Abstract P484: Defining Disease Specific Cardiac Regulatory Networks

The transcriptional basis of homeostasis and disease is implied by the non-coding nature of genetic variation identified by GWAS. Functional genomic approaches to unveil the gene regulatory networks (GRNs) relevant to disease are therefore a high priority. Most models for transcriptional dysregulation presume that perturbation of a wild-type gene regulatory network causes disease risk. For example, the T-box transcription factor (TF) TBX5, is essential for atrial rhythm homeostasis and directly drives a physiologically relevant GRN composed of cardiac channel genes.
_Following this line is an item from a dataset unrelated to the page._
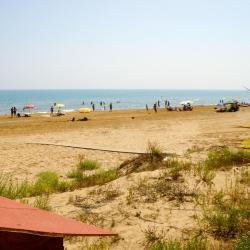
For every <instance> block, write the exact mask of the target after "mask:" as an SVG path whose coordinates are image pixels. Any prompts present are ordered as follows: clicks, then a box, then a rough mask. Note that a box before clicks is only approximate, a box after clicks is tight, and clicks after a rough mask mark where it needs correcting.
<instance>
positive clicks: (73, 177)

Alternatively, the expression of many genes pertinent to cardiac pathology are upregulated after the removal of Tbx5, implicating a disease-specific GRN absent from the wild-type atrium. We applied TF-dependent noncoding RNA (ncRNA) profiling, using differential deep ncRNA sequencing from atria of wild-type and Tbx5 mutant mice, to identify TBX5-dependent enhancers and ncRNAs that were only activated following TBX5 removal. We hypothesized that these regulatory elements would reveal disease-response enhancers, essential for coping with atrial dysfunction. To identify the cell-specific regulatory elements, we generated cell-type specific Assay from Transposase-Accessible Chromatin (ATAC) datasets for left atrial tissue, cardiac fibroblasts, and cardiomyocytes. Overlap with the Tbx5 -repressed ncRNAs defined candidate cell-type specific regulatory elements. Candidate regulatory elements were identified upstream of Sox9, a known modulator of cardiac fibrosis, along with other cardiac stress-response pathways, including mediators of TGF-β signaling. Activation of the enhancer at Sox9 was confirmed in isolated cardiac fibroblasts treated with TGF-β. We hypothesized that the disease-acquired GRN in TBX5 mutant atria may be generalizable to other cardiac insults. We therefore examined the transcriptional and genomic changes in the left atria of the heart failure Transverse Aortic Constriction (TAC) mouse model. This analysis revealed remarkable correlation between differentially expressed genes and ncRNAs between TAC and TBX5 mutant disease models. The conservation of the coding and non-coding transcriptional response between arrhythmia and heart failure models supports a paradigm of a common disease-specific GRN that mediates the physiologic consequences of distinct cardiac diseases.